Professor Robson said prescribing authority should expand only where safeguards matched the complexity and potential consequences of error.

“Prescribing sits at the intersection of diagnosis, clinical judgement and treatment decisions, and when it goes wrong the consequences for patients can be tragic,” he said.

“Policymakers need to pause before assuming prescribing responsibilities can continue to expand into increasingly complex areas based primarily on projected efficiency gains or theoretical cost savings, rather than patient safety.

“Affordability should not come at the cost of quality, good patient care and ultimately lives.”

In its submission to the Pharmacy Board consultation [link here], Avant raised concerns about the proposed endorsement for scheduled medicines, arguing it could allow endorsed pharmacists to administer, possess, prescribe, sell, supply and use Schedule 2, 3, 4 and 8 medicines within their scope of practice.

The insurer said it did not support the inclusion of all Schedule 4 medicines and any Schedule 8 medicines, arguing decisions around drugs of dependence required assessment of underlying causes, comorbidities and the need for further investigation or specialist input.

“Pain is only one of many clinical symptoms that must be evaluated, with the causative condition needing to be determined and then managed thoroughly,” the submission stated.

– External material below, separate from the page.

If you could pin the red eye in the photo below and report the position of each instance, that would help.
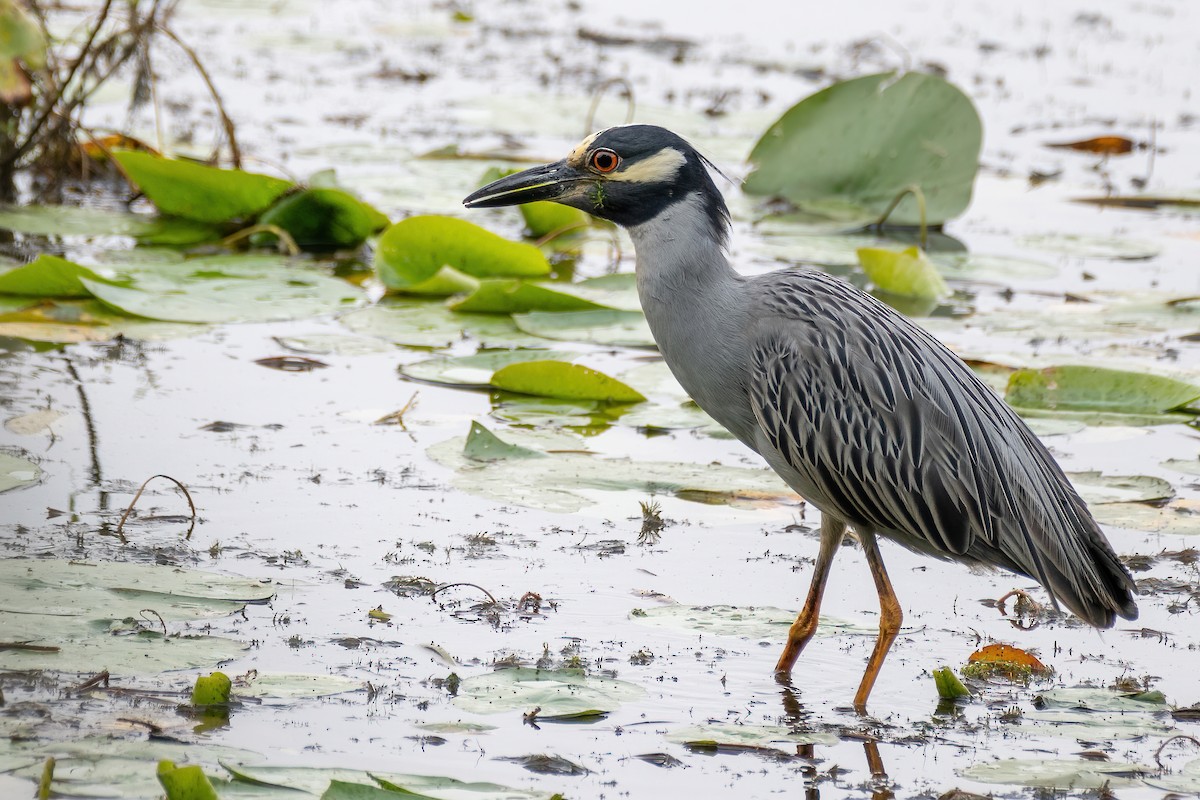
(605, 161)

The submission also challenged suggestions that real-time prescription monitoring systems would adequately mitigate the risks of expanded Schedule 8 prescribing, arguing inconsistencies between jurisdictions already created difficulties for existing prescribers.

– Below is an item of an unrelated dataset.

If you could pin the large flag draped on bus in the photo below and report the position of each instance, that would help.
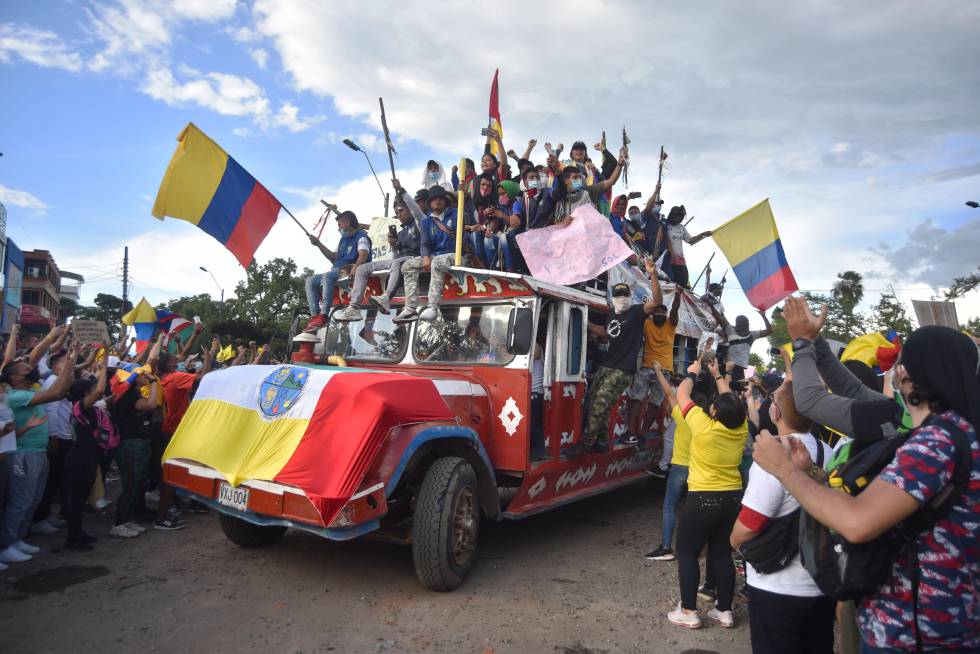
(207, 188)
(313, 428)
(751, 243)
(495, 118)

The insurer’s claims data showed one in 17 claims and complaints involved opioid prescribing practices, with six in 10 of those cases involving either multiple opioids or opioids prescribed alongside other medicines.

Avant also pointed to the 2018 up-scheduling of codeine, arguing that allowing pharmacists to become the sole determinant of access to drugs of dependence risked unwinding safeguards that had reduced codeine use, misuse and opioid use disorder.

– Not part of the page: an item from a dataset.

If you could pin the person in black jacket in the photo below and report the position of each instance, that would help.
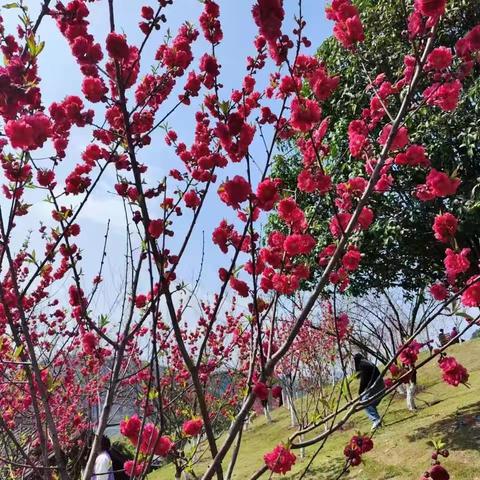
(371, 383)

Avant argued the endorsement was being developed in isolation from broader prescribing reforms and should proceed only as part of a nationally consistent prescribing framework.

“We believe a nationally consistent prescribing framework is overdue, developed by doctors, pharmacists, regulators, patient representatives and governments, with input from Avant and other indemnity insurers to establish clear, evidence-based principles for prescribing,” Professor Robson said.

Asked to respond to Avant’s concerns, a spokesperson for Ahpra and the Pharmacy Board of Australia told the limbic the Board was “carefully reviewing stakeholder feedback on the training and qualification standards for pharmacist prescribing”.

“This will inform its final recommendation to Health Ministers,” the spokesperson said.

The spokesperson said the consultation, which closed on 15 June, had been undertaken at the request of health ministers and sought feedback on nationally consistent training and qualification standards for pharmacists who prescribe scheduled medicines.

Neither Ahpra nor the Pharmacy Board directly addressed questions about Avant’s concerns regarding Schedule 4 and Schedule 8 medicines, patient safety, medico-legal risk or prescribing boundaries.

Dr Mark Woodrow, a senior emergency physician and general manager of medical advisory services at Avant, said pharmacists played an important role in medication safety, patient education and healthcare access.

“As an emergency physician, I regularly see patients whose presentation is the result of inappropriate prescribing or missed diagnosis rather than the condition that was initially suspected,” Dr Woodrow said.

“I’ve seen patients arrive at emergency departments after blood pressure medications have worsened their kidney disease or heart failure. I’ve also seen patients treated for what appeared to be a urinary tract infection who were in fact suffering an alternative diagnosis requiring urgent emergency care.

“Those examples aren’t an argument against pharmacists. They’re a reminder that prescribing can never be separated from diagnosis and clinical judgement.”